The parents of these children are naturally devastated. Tim and Carol Wilson, parents of Kimberly, have spoken out to alert and help others. “We are very close to our children, and we did not know this was going on. There were no outward signs. This isn’t like drugs or alcohol use, which a parent should be able to detect,” Tim said.
Although children can often carry this practice on without parental detection, some possible signs have been offered that may aid parents, especially for children who begin doing it excessively in private.
• bedroom doors being locked
• ropes or ties with curious knots
• bloodshot eyes
Above all, this and other issues of risk should be frankly discussed in an open and as-non-judgmental-as-possible manner. It also helps to talk with other teens and “tweens” to hear what’s going on.
Questions for Reflection and Discussion
1. Had you known about this practice before reading this? If so what did you know about it? Have you ever done it yourself?
2. Why do you think boys and girls are participating in the passing out experience? Why do you think it has become as wide-spread as it has?
3. Do you see a difference between a one-time “Heimlich-maneuver-“induced fainting and doing this often using a rope or some choking device? If you do see a difference, how would you describe the difference in terms of dangerous consequences? If all passing out is the same to you entailing the risk of death or damaged brains, how will you deal with the distinctions young folks may make between what they see as relatively safe and more dangerous methods of choking and passing out?
4. Do you think this phenomenon should be discussed in every family, school, and youth groups? Why or why not? And if so, how can it best be done?
5. Would it help to have a medical doctor explain the physiology and possible results of “passing out” to a class or youth group?

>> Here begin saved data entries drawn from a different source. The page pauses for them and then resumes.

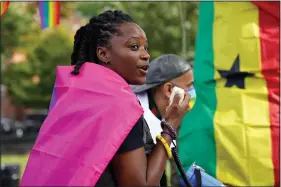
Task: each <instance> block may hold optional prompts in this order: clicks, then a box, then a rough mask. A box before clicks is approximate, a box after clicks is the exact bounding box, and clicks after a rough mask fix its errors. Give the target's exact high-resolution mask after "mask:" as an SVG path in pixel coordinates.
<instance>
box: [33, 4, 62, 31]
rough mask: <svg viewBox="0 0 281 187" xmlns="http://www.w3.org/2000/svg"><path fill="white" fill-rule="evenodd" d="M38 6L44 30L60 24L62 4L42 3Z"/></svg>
mask: <svg viewBox="0 0 281 187" xmlns="http://www.w3.org/2000/svg"><path fill="white" fill-rule="evenodd" d="M38 5H39V13H40V22H41V28H42V29H46V28H48V27H54V26H57V25H59V24H60V2H54V1H52V2H51V1H40V2H38Z"/></svg>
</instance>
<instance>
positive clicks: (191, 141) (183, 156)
mask: <svg viewBox="0 0 281 187" xmlns="http://www.w3.org/2000/svg"><path fill="white" fill-rule="evenodd" d="M213 19H214V4H213V2H201V3H200V14H199V28H198V35H197V41H196V55H195V63H194V79H195V84H194V86H195V89H196V92H197V98H196V103H195V106H194V108H193V109H192V110H191V111H190V112H189V113H188V114H187V115H186V116H185V118H184V120H183V122H182V125H181V129H180V134H179V141H178V144H179V157H180V159H181V161H182V163H183V166H184V168H185V169H188V168H189V167H190V165H191V164H192V163H193V162H195V163H196V164H197V165H199V166H201V167H202V168H203V169H205V171H206V172H207V173H208V174H210V175H212V176H215V175H216V144H215V135H214V126H213V118H214V115H215V111H216V103H217V102H216V82H215V80H214V63H213V62H214V56H213Z"/></svg>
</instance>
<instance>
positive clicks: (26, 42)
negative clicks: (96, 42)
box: [0, 2, 199, 186]
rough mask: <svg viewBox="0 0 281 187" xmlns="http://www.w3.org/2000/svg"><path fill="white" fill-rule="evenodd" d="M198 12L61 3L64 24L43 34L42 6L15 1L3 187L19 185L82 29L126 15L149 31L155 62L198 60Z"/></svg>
mask: <svg viewBox="0 0 281 187" xmlns="http://www.w3.org/2000/svg"><path fill="white" fill-rule="evenodd" d="M2 8H3V7H2ZM198 8H199V4H198V3H197V2H161V3H159V2H61V3H60V24H59V25H57V26H56V27H48V28H45V29H42V28H41V25H40V14H39V6H38V4H37V2H11V3H10V4H9V6H8V8H7V9H6V11H5V13H4V14H3V15H2V16H1V48H0V49H1V50H0V53H1V76H2V77H1V79H2V82H1V127H0V128H1V141H2V142H1V150H2V153H1V154H2V156H1V157H2V158H1V167H2V169H1V170H2V179H3V180H2V181H4V178H5V177H6V179H7V180H6V179H5V181H6V182H7V181H9V182H7V183H5V184H3V183H2V185H0V186H17V185H18V182H19V179H20V177H21V175H22V173H23V170H24V168H25V164H26V161H27V159H28V154H29V151H30V149H31V148H32V146H33V144H34V142H35V139H36V136H37V133H38V131H39V129H40V126H41V124H42V123H43V121H44V119H45V118H46V115H47V112H48V107H49V102H50V98H51V94H52V89H53V84H54V80H55V69H56V66H58V65H69V64H70V56H71V53H72V45H73V38H74V35H75V32H76V30H77V29H78V28H79V27H80V26H82V25H84V24H86V23H87V21H88V20H89V18H91V17H92V16H95V15H98V14H99V13H102V12H103V11H105V10H107V9H118V10H122V11H124V12H126V13H128V14H130V15H131V16H132V17H133V18H134V19H135V21H136V22H137V23H138V24H139V25H140V26H141V27H142V28H143V30H144V31H145V32H146V35H147V38H148V42H149V52H150V55H151V57H152V59H153V58H155V57H157V56H160V55H162V54H164V53H175V54H178V55H181V56H183V57H184V58H186V59H192V58H193V56H194V48H195V38H196V32H197V22H198V11H199V10H198ZM1 11H3V10H1Z"/></svg>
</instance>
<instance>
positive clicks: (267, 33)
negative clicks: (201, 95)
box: [259, 3, 280, 186]
mask: <svg viewBox="0 0 281 187" xmlns="http://www.w3.org/2000/svg"><path fill="white" fill-rule="evenodd" d="M276 5H277V6H278V7H277V9H278V12H279V11H280V4H279V3H278V4H276ZM275 9H276V7H275V8H274V9H273V10H275ZM268 11H270V10H264V9H263V8H260V7H259V25H260V41H261V60H262V74H263V76H264V78H265V80H266V84H267V89H268V102H269V112H270V129H271V141H272V161H273V167H274V179H275V184H274V185H275V186H279V185H280V166H279V163H280V160H279V159H280V158H279V155H280V142H279V137H280V131H279V129H280V125H279V122H280V119H279V117H280V116H279V115H280V110H279V106H280V87H279V85H280V77H279V76H280V63H279V61H280V54H279V44H280V39H279V33H280V28H279V27H280V23H279V19H278V18H277V17H275V16H274V15H273V14H269V13H268Z"/></svg>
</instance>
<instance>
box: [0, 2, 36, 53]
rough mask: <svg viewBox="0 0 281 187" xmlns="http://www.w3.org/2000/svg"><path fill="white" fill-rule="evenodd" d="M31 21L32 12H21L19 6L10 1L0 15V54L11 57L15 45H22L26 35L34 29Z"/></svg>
mask: <svg viewBox="0 0 281 187" xmlns="http://www.w3.org/2000/svg"><path fill="white" fill-rule="evenodd" d="M33 22H34V21H33V18H32V14H29V13H28V12H27V13H24V14H23V13H21V12H20V11H19V7H17V6H13V3H11V5H10V6H9V8H8V9H7V11H6V13H5V14H4V16H3V17H1V42H0V55H3V56H5V57H11V55H12V52H13V50H14V49H15V48H16V47H19V46H22V45H24V42H25V39H26V37H27V35H28V34H29V33H30V31H32V30H34V29H33V28H32V25H33ZM34 34H36V33H34Z"/></svg>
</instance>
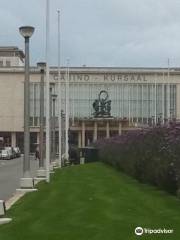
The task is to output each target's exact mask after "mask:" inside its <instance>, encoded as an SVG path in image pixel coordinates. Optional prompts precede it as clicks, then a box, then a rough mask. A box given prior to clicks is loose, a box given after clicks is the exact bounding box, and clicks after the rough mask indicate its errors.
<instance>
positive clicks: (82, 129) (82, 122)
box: [82, 122, 85, 147]
mask: <svg viewBox="0 0 180 240" xmlns="http://www.w3.org/2000/svg"><path fill="white" fill-rule="evenodd" d="M82 147H85V122H82Z"/></svg>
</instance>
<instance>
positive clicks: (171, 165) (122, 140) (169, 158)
mask: <svg viewBox="0 0 180 240" xmlns="http://www.w3.org/2000/svg"><path fill="white" fill-rule="evenodd" d="M95 145H96V147H98V149H99V158H100V160H101V161H103V162H105V163H108V164H110V165H112V166H114V167H115V168H117V169H119V170H121V171H123V172H125V173H127V174H128V175H131V176H132V177H134V178H136V179H138V180H139V181H140V182H142V183H150V184H153V185H155V186H157V187H159V188H160V189H163V190H166V191H168V192H169V193H171V194H177V191H178V189H179V183H180V124H177V123H171V124H170V125H169V126H158V127H154V128H149V129H143V130H138V131H137V130H136V131H131V132H128V133H126V134H124V135H121V136H116V137H112V138H109V139H101V140H99V141H97V142H96V144H95Z"/></svg>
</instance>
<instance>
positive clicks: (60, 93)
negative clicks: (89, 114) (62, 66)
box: [57, 10, 62, 168]
mask: <svg viewBox="0 0 180 240" xmlns="http://www.w3.org/2000/svg"><path fill="white" fill-rule="evenodd" d="M57 12H58V100H59V101H58V110H59V111H58V113H59V118H58V120H59V167H60V168H61V167H62V161H61V155H62V151H61V137H62V126H61V108H62V107H61V71H60V66H61V58H60V53H61V51H60V47H61V44H60V11H59V10H58V11H57Z"/></svg>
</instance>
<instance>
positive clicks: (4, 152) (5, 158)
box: [1, 149, 11, 160]
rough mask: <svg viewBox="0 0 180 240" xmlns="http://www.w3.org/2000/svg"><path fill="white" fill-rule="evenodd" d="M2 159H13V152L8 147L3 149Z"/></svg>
mask: <svg viewBox="0 0 180 240" xmlns="http://www.w3.org/2000/svg"><path fill="white" fill-rule="evenodd" d="M1 159H8V160H10V159H11V153H10V152H9V151H8V150H7V149H3V150H2V152H1Z"/></svg>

6. What might religious faith have to contribute positively to this discussion?
1. There is nothing more devastating and frustrating than losing a child because of ignorance or thoughtlessness. As Chelsea Dunn’s mother Tammy expressed it: “She was taken because she chose to do something really stupid and it angers me.” (The paramedics who arrived at the scene of Chelsea’s fatal choking said, “the looks on their (the parents) faces was indescribable.”)
2. If children are participating in this activity in real ignorance and in substantial numbers, it has become a public health issue, and we must take steps to reduce its deadly consequences.

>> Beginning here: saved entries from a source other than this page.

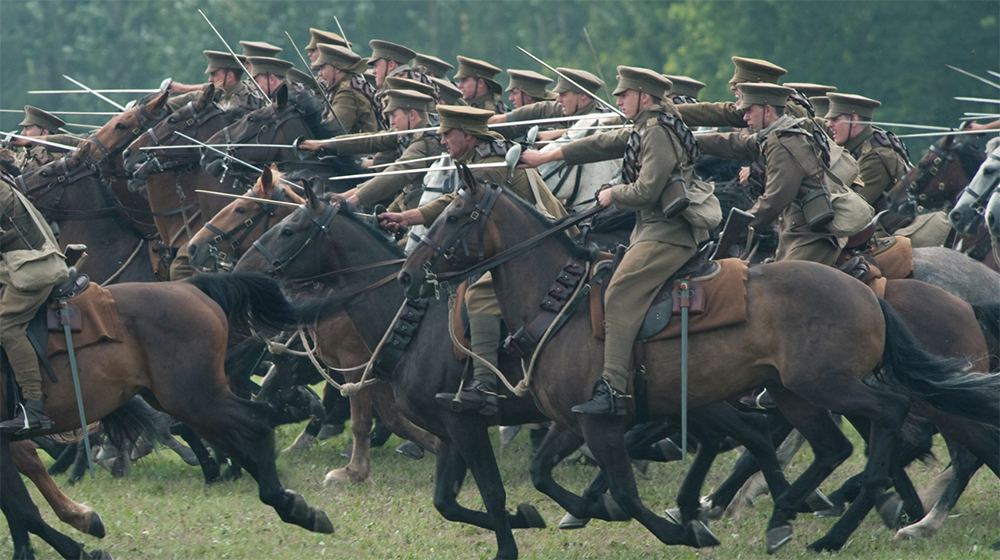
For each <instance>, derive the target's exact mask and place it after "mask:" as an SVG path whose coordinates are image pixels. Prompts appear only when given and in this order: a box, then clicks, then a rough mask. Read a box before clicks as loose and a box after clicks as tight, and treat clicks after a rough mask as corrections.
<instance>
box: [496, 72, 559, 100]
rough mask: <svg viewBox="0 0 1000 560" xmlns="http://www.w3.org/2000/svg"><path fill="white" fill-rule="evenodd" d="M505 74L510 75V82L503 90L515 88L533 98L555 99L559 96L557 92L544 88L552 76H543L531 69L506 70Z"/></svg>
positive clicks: (548, 84) (544, 87)
mask: <svg viewBox="0 0 1000 560" xmlns="http://www.w3.org/2000/svg"><path fill="white" fill-rule="evenodd" d="M507 75H508V76H510V83H509V84H507V89H506V90H505V91H512V90H513V89H514V88H517V89H519V90H521V91H522V92H524V93H526V94H528V95H530V96H531V97H534V98H535V99H555V98H556V97H559V96H558V95H557V94H555V93H552V92H551V91H549V90H547V89H545V87H546V86H548V85H549V84H551V83H552V78H549V77H548V76H543V75H541V74H539V73H538V72H532V71H531V70H508V71H507Z"/></svg>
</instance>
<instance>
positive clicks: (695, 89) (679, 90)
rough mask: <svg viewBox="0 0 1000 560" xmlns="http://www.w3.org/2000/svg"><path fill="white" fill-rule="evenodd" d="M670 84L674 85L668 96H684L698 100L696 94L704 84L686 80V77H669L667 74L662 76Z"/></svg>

3. All children are partly at risk because they live in societies, which to some extent, treat people as a means to the end of profit, thrills and extremism which are publicly promoted, where death is all too commonly and easily portrayed, and life taken too lightly. Reverence and respect for life must be taught as counter-cultural values. Character formation must be taken seriously. We must help children and youth resist negative and careless peer pressures.